A line of stretchers, a mile and a half in length, each bearing a hero, who had fought nigh to death, told us where lay our work, and we commenced it at once. I washed agonized faces, combed out matted hair, bandaged slight wounds, and administered drinks of raspberry vinegar and lemon syrup, while Mrs. Caldwell wrote letters to those who were waiting in dread suspense for news of their soldier, little knowing that he lay stretched on a narrow bed, weak with loss of blood, longing for the presence of those who were glad to be near him with their loving attentions when lying sick beneath the lowly roof among his native hills.
The Sanitary Commission here did its work of mercy. Here it served its legitimate purpose with all the strength of its great humane heart.
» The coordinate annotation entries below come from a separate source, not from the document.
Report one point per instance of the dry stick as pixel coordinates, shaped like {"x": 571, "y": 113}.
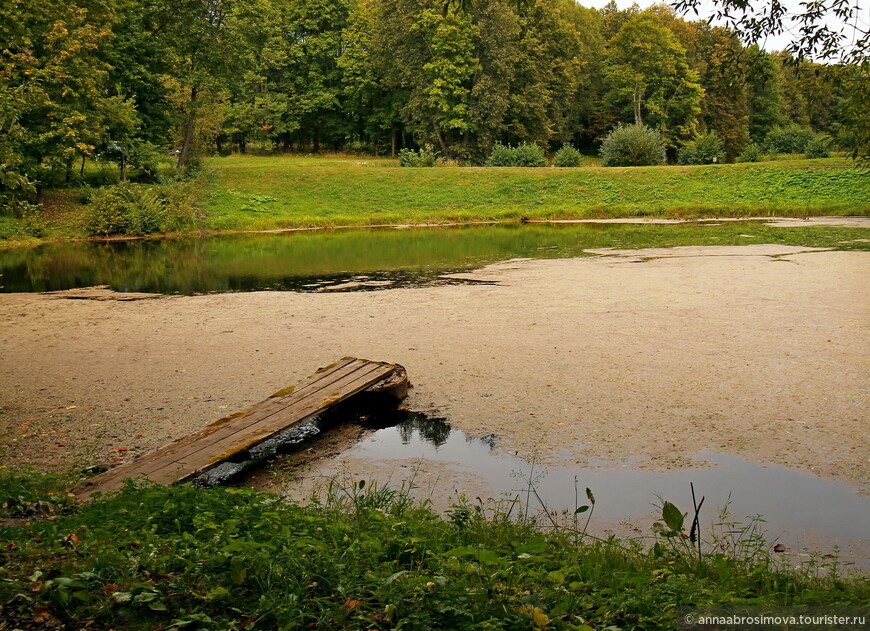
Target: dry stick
{"x": 529, "y": 491}
{"x": 694, "y": 532}
{"x": 546, "y": 512}
{"x": 576, "y": 506}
Without it generous supplies, untold suffering would have visited us, for Government stores could not be obtained, and in view of the host of wounded the ordinary hospital supplies were as a drop of water in the depths of the cool, silent well… The hospital lay in the rear of a deep wood, in a large open field, a mile and a half from Gettysburg, and overlooking it, the single line of rail which connected the battle town with the outer world sweeping it on one side, and winding through the woods. In this open field our supplies were landed from Washington. Whole car loads of bread were moulded through and through, while for a time we were sorely pinched for the necessaries of life.
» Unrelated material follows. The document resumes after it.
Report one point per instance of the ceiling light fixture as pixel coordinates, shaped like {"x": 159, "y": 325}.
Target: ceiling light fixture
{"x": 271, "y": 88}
…, more than half of the wounded men in the hospital were rebel soldiers, grim, gaunt, ragged men – long-haired, hollow-eyed and sallow-cheeked. It was universally shown here, as elsewhere, that these bore their sufferings with far less fortitude than our brave soldiers who had been taught, in sober quiet homes in the North, that while consciousness remained, their manliness should suppress every groan, and that tears were for women and babes.
With the same care from attendants, and the same surgical skill, many more of the rebels died than of our own men – whether from the nature of their wounds, which seemed generally more frightful, or because they lacked courage to bear up under them, or whether the wild irregular lives which they had been leading had rendered the system less able to resist pain, will always remain a mystery with me… Notwithstanding their hostility to us Northerners, I had much respect for them…
Reference:
Sophronia E. Bucklin, In Hospital and Camp: A Woman’s Record of Thrilling Incidents among the Wounded in the Late War, Philadelphia: John E. Potter and Company, 1869.
Nice to have you back, Miz Benson. Nice indeed!
The differences between Union men and Confederate men has been pointed out elsewhere. My favorite is the Rebel Yell. It is usually describes as unearthly and inhuman. And the Yankees? “A manly Huzzah!” I laugh every time.
There probably was little difference—after all, hurt is hurt.